• Franciszek Czekala (28/28) Dec 01 2010 What part of stack frame is exactly copied when a delegate is used? For
• Simen kjaeraas (29/38) Dec 01 2010 Generally, only the used variables.
• Franciszek Czekala (5/5) Dec 01 2010 I am not sure that this is a correct answer. 1600 bytes is just 100x2x8 ...
• Simen kjaeraas (20/29) Dec 01 2010 Wrong. The delegates would be 100x2x4 bytes, as DMD only produces 32-bit

Franciszek Czekala <home valentimex.com> writes:

What part of stack frame is exactly copied when a delegate is used?

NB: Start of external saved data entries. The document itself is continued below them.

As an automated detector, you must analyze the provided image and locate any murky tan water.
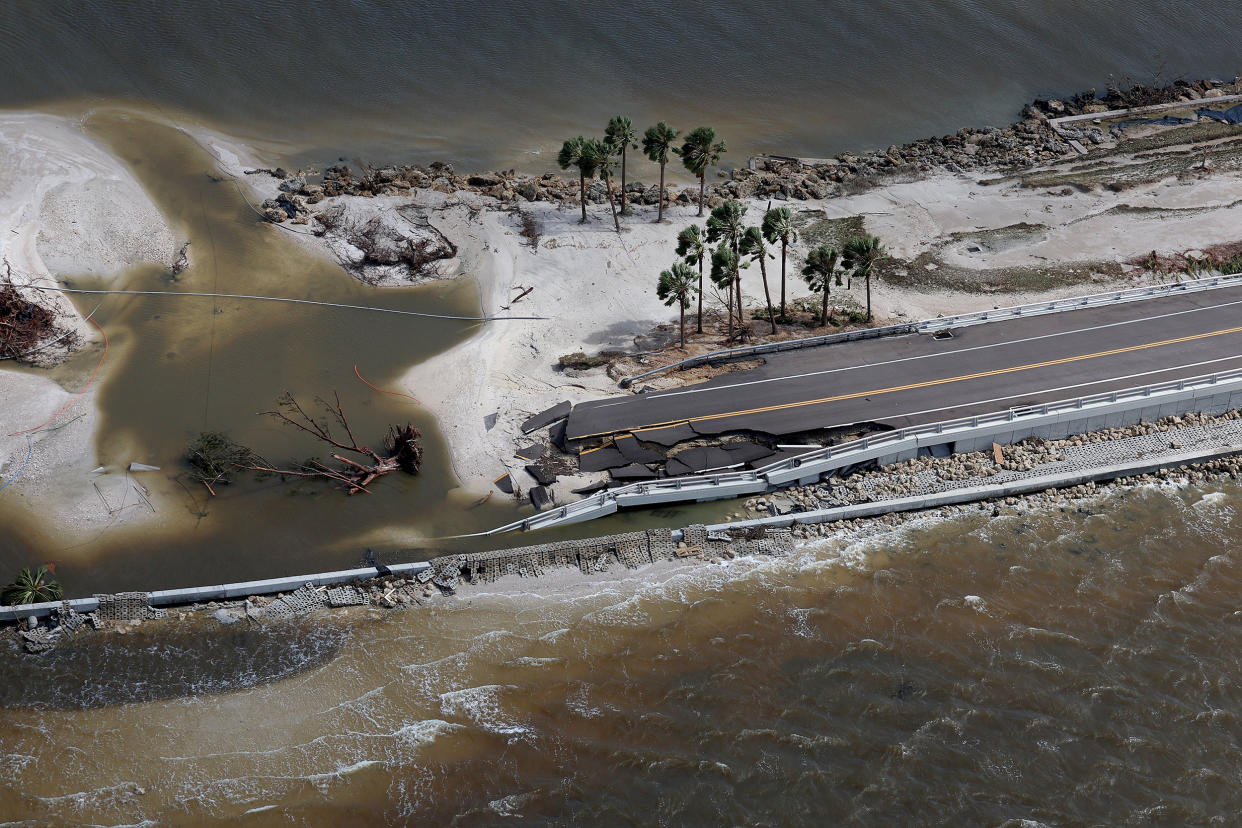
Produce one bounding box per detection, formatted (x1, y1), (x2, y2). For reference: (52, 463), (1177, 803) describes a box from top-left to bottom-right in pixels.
(0, 110), (528, 592)
(2, 479), (1240, 823)
(0, 109), (740, 594)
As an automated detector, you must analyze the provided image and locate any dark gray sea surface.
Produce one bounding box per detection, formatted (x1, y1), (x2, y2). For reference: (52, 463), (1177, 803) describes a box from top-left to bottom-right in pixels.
(2, 0), (1240, 169)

For
example what is the heap usage due to delegates usage in the following code?
The library reference speaks about the enclosing function but I do not think
that it suffices to copy the stack frame of the directly enclosing function.
Is the whole stack copied? What happens in the case of recursive calls?

import std.stdio;

void main(){
  int x = 0;
  alias void delegate () del_t ;

  auto dlg = new del_t[100] ;
  void f(int n){
    if (n<0) return;
    int y = n;
    int[1000] arr;
    void g(){
      x++;
      void h(){
        writeln(y,' ',x);
      }
      dlg[n] = &h;
      writeln("assigned, ", n);
    }
    g();
    f(n-1);
  }
  f(99);
  for(int i = 0; i<100; i++) dlg[i]();
}

"Simen kjaeraas" <simen.kjaras gmail.com> writes:

Franciszek Czekala <home valentimex.com> wrote:

 What part of stack frame is exactly copied when a delegate is used?

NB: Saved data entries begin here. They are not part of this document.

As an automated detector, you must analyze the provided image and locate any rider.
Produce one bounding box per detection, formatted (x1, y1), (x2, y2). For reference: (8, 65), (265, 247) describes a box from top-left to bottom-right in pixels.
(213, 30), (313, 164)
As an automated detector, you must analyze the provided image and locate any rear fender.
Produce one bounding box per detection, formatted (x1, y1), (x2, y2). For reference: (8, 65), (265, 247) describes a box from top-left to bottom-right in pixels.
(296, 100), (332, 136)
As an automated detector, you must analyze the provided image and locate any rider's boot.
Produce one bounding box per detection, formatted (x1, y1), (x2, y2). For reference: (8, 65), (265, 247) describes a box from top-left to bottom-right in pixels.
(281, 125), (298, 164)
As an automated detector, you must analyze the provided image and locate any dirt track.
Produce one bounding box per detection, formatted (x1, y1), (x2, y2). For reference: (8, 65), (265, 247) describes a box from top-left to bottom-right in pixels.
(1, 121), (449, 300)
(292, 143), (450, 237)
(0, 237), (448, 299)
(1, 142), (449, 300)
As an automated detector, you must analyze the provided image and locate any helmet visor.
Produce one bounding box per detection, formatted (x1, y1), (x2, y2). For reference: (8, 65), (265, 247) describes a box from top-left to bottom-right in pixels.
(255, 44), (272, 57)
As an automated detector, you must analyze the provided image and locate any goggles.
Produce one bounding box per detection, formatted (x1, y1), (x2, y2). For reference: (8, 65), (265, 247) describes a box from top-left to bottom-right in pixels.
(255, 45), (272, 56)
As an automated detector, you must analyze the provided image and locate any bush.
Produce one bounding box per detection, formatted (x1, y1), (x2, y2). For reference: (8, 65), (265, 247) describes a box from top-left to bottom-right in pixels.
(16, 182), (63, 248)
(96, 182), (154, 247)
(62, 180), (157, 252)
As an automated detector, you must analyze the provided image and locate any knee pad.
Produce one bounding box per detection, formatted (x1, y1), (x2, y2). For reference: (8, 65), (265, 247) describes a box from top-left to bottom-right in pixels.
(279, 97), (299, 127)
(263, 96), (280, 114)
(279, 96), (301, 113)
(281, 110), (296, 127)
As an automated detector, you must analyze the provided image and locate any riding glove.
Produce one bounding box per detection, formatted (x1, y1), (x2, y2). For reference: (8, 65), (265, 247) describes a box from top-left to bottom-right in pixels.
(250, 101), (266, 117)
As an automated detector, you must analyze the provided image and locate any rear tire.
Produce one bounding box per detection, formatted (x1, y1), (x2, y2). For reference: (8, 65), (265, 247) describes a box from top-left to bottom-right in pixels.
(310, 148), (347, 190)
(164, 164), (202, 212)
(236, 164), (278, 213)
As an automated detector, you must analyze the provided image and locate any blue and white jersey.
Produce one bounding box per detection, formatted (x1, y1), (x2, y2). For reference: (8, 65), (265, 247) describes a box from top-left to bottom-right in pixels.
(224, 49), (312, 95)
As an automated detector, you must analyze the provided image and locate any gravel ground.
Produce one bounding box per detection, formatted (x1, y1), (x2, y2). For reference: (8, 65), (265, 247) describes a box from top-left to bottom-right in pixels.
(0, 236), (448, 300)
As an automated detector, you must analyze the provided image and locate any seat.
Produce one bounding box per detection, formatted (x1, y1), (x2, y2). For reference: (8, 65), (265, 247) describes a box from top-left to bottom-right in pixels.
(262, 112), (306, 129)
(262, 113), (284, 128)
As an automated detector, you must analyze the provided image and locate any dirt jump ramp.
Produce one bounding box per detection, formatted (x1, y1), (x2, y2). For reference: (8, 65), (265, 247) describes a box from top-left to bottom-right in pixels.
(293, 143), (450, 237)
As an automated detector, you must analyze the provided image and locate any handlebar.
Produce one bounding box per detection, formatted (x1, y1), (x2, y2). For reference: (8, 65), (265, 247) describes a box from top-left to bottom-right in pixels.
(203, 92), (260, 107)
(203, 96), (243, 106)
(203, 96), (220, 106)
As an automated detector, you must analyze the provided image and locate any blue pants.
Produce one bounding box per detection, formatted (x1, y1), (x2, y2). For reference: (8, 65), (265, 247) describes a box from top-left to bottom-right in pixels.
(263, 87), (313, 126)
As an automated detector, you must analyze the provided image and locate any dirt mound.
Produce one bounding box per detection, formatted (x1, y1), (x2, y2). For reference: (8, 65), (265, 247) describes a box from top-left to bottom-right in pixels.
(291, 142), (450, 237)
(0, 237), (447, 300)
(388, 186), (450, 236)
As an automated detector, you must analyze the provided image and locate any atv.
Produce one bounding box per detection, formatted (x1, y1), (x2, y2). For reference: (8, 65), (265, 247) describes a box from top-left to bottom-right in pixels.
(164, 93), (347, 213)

Generally, only the used variables.

You can check the size of the closure's stack copy using
GC.sizeOf(dg.ptr).


 For example what is the heap usage due to delegates usage in the
 following code?

Adding this code to the end of it:

   int n = 0;
   void* ptr = null;
   foreach ( e; dlg ) {
     if ( e.ptr != ptr ) {
       ptr = e.ptr;
       n += GC.sizeOf( e.ptr );
     }
   }
   writeln( n );


We can see that 1600 bytes are used.

 The library reference speaks about the enclosing function but I do not  
 think
 that it suffices to copy the stack frame of the directly enclosing  
 function.
 Is the whole stack copied?

All enclosing functions need to have their stack frames copied. That is,
not the whole stack, but any functions for which the delegate would be a
nested function.


 What happens in the case of recursive calls?

int recurse( int delegate() dg ) {
     int n = 1;
     return GC.sizeOf( dg.ptr ) + ( dg() ? recurse( { return dg() - n; } )  
: 0 );
}

void main(){
     writeln( recurse( { return 100; } ) );
}

Outputs 1600.

-- 
Simen

Franciszek Czekala <home valentimex.com> writes:

I am not sure that this is a correct answer. 1600 bytes is just 100x2x8 bytes.
Since delegates are fat (double) pointers this is probably just the memory
occupied by dlg variables themselves, not the memory to which they point. Indeed
adding an extra z variable in my code to the g() function and using it in
writeln
does not change the output: it is still 1600 bytes.

"Simen kjaeraas" <simen.kjaras gmail.com> writes:

Franciszek Czekala <home valentimex.com> wrote:

 I am not sure that this is a correct answer. 1600 bytes is just 100x2x8  
 bytes.
 Since delegates are fat (double) pointers this is probably just the  
 memory
 occupied by dlg variables themselves, not the memory to which they  
 point. Indeed
 adding an extra z variable in my code to the g() function and using it  
 in writeln
 does not change the output: it is still 1600 bytes.

Wrong. The delegates would be 100x2x4 bytes, as DMD only produces 32-bit
exes. The 16 bytes per delegate is because that's the smallest block the
GC will allocate.

Proof:


long recurse( long delegate() dg ) {
     long n = 1;
    long m = 0;
     long r = 0;
     long s = 0;
     long t = 0;
     return GC.sizeOf( dg.ptr ) + ( dg() ? recurse( { return dg() - n + m -  
r + s + t; } ) : 0 );
}

void main(){
     writeln( recurse( { return 100L; } ) );
}

Outputs 6400.

-- 
Simen